Inferrs

inferrs 可以在 OpenAI 兼容的 /v1 API 后端提供本地模型服务。OpenClaw 通过通用 openai-completions 路径与 inferrs 配合使用。

属性	值
提供商 ID	`inferrs` （自定义；在 `models.providers.inferrs` 下配置）
插件	无 — `inferrs`OpenClaw 不是内置的 OpenClaw 提供商插件
认证环境变量	可选。如果您的 inferrs 服务器没有认证，可以使用任意值
API	OpenAI 兼容 (OpenAI`openai-completions`)
建议的基础 URL	`http://127.0.0.1:8080/v1` (或您的 inferrs 服务器所在的任何位置)

入门指南

启动带有模型的 inferrs
bash inferrs serve google/gemma-4-E2B-it \ --host 127.0.0.1 \ --port 8080 \ --device metal
验证服务器是否可达
bash curl http://127.0.0.1:8080/health curl http://127.0.0.1:8080/v1/models
OpenClaw添加 OpenClaw 提供商条目
添加一个显式的提供商条目，并将您的默认模型指向它。
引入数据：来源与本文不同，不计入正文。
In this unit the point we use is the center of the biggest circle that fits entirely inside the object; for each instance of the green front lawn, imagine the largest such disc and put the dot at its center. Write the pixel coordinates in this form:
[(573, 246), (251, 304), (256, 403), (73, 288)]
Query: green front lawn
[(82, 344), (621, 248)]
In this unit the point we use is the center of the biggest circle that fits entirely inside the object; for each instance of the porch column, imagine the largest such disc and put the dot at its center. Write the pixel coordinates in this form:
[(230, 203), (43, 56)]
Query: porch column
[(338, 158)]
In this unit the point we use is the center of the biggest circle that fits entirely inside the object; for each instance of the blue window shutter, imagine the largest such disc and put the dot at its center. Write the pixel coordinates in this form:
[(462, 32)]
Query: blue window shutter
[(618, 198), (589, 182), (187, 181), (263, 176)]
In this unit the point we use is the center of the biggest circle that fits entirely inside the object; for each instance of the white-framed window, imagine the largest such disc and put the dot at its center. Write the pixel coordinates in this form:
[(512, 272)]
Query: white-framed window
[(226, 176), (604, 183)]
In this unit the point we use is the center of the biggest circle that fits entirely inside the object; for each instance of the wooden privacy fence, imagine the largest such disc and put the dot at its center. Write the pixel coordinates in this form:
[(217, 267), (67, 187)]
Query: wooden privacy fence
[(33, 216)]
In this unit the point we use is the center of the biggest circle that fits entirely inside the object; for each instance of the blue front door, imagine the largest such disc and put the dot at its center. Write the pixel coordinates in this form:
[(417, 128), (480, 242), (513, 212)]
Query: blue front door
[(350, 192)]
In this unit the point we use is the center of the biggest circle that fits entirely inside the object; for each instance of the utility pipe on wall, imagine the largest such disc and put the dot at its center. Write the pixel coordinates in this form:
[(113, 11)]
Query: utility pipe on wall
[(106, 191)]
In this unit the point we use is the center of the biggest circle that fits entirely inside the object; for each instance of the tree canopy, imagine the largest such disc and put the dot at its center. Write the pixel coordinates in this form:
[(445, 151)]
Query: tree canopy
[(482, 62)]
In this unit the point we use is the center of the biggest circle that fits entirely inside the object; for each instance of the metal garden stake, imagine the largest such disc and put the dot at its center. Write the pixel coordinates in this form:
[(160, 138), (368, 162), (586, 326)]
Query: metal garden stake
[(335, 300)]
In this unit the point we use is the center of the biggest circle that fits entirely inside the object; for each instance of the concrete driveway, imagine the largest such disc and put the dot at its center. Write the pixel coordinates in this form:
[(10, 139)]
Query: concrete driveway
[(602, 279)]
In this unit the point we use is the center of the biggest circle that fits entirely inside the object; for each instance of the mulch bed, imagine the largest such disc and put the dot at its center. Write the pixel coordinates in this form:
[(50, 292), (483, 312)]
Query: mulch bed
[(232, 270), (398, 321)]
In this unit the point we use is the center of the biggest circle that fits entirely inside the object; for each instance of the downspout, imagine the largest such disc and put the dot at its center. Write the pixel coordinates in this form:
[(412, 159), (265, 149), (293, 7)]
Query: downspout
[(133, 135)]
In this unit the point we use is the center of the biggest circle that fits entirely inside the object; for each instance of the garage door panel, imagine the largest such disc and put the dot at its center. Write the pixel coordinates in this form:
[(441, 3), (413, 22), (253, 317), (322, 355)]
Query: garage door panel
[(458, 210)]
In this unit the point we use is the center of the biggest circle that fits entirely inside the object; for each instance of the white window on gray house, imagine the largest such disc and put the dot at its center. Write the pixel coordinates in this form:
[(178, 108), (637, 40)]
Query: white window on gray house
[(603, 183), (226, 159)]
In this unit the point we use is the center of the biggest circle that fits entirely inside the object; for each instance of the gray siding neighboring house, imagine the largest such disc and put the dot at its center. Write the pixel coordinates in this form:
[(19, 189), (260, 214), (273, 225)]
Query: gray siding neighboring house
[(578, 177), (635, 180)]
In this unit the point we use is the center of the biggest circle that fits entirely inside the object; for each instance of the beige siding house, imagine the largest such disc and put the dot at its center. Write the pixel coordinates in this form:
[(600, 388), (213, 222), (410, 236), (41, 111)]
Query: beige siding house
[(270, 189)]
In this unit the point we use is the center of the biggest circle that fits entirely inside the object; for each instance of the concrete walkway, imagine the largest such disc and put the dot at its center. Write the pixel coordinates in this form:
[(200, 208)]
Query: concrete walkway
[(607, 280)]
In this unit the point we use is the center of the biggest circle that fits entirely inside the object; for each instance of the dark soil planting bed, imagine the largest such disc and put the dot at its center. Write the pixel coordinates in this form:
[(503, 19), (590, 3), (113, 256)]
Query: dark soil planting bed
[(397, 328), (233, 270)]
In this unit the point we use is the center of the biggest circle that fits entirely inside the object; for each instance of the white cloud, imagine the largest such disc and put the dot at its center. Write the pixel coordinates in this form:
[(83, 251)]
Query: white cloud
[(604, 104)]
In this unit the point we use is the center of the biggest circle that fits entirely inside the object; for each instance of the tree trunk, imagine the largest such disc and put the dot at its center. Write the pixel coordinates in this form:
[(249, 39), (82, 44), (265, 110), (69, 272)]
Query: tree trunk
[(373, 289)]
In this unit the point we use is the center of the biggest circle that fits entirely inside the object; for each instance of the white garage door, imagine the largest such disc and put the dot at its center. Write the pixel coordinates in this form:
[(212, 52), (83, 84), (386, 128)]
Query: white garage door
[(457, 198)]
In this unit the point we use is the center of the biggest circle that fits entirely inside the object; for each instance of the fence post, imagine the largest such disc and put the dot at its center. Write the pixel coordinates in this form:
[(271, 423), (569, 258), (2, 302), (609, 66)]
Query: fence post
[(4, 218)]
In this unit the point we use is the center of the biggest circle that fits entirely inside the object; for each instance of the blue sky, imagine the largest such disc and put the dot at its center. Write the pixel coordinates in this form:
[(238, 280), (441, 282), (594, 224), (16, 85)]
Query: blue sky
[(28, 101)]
请参阅下面的完整配置示例。

完整配置示例

此示例在本地 inferrs 服务器上使用 Gemma 4。

{
  agents: {
    defaults: {
      model: { primary: "inferrs/google/gemma-4-E2B-it" },
      models: {
        "inferrs/google/gemma-4-E2B-it": {
          alias: "Gemma 4 (inferrs)",
        },
      },
    },
  },
  models: {
    mode: "merge",
    providers: {
      inferrs: {
        baseUrl: "http://127.0.0.1:8080/v1",
        apiKey: "inferrs-local",
        api: "openai-completions",
        models: [
          {
            id: "google/gemma-4-E2B-it",
            name: "Gemma 4 E2B (inferrs)",
            reasoning: false,
            input: ["text"],
            cost: { input: 0, output: 0, cacheRead: 0, cacheWrite: 0 },
            contextWindow: 131072,
            maxTokens: 4096,
            compat: {
              requiresStringContent: true,
            },
          },
        ],
      },
    },
  },
}

按需启动

仅当选中了 inferrs/... 模型时，Inferrs 也可以由 OpenClaw 启动。将 localService 添加到同一个提供商条目中：

{
  models: {
    providers: {
      inferrs: {
        baseUrl: "http://127.0.0.1:8080/v1",
        apiKey: "inferrs-local",
        api: "openai-completions",
        timeoutSeconds: 300,
        localService: {
          command: "/opt/homebrew/bin/inferrs",
          args: ["serve", "google/gemma-4-E2B-it", "--host", "127.0.0.1", "--port", "8080", "--device", "metal"],
          healthUrl: "http://127.0.0.1:8080/v1/models",
          readyTimeoutMs: 180000,
          idleStopMs: 0,
        },
        models: [
          {
            id: "google/gemma-4-E2B-it",
            name: "Gemma 4 E2B (inferrs)",
            reasoning: false,
            input: ["text"],
            cost: { input: 0, output: 0, cacheRead: 0, cacheWrite: 0 },
            contextWindow: 131072,
            maxTokens: 4096,
            compat: {
              requiresStringContent: true,
            },
          },
        ],
      },
    },
  },
}

command 必须是绝对路径。在 Gateway(网关) 主机上使用 which inferrs 并将该路径放入配置中。有关完整的字段参考，请参阅 Local 模型 services。

高级配置

Why requiresStringContent matters

某些 inferrs 聊天补全路由仅接受字符串 messages[].content，不接受结构化的内容部分数组。

compat: {
  requiresStringContent: true
}

OpenClaw 将在发送请求之前把纯文本内容部分扁平化为普通字符串。

Gemma and 工具-schema caveat

某些当前的 inferrs + Gemma 组合接受小型直接的 /v1/chat/completions 请求，但在完整的 OpenClaw 代理运行时轮次中仍然失败。

如果发生这种情况，请先尝试此操作：

compat: {
  requiresStringContent: true,
  supportsTools: false
}

这将为模型禁用 OpenClaw 的工具架构表面，并可以减少对严格的本地后端的提示压力。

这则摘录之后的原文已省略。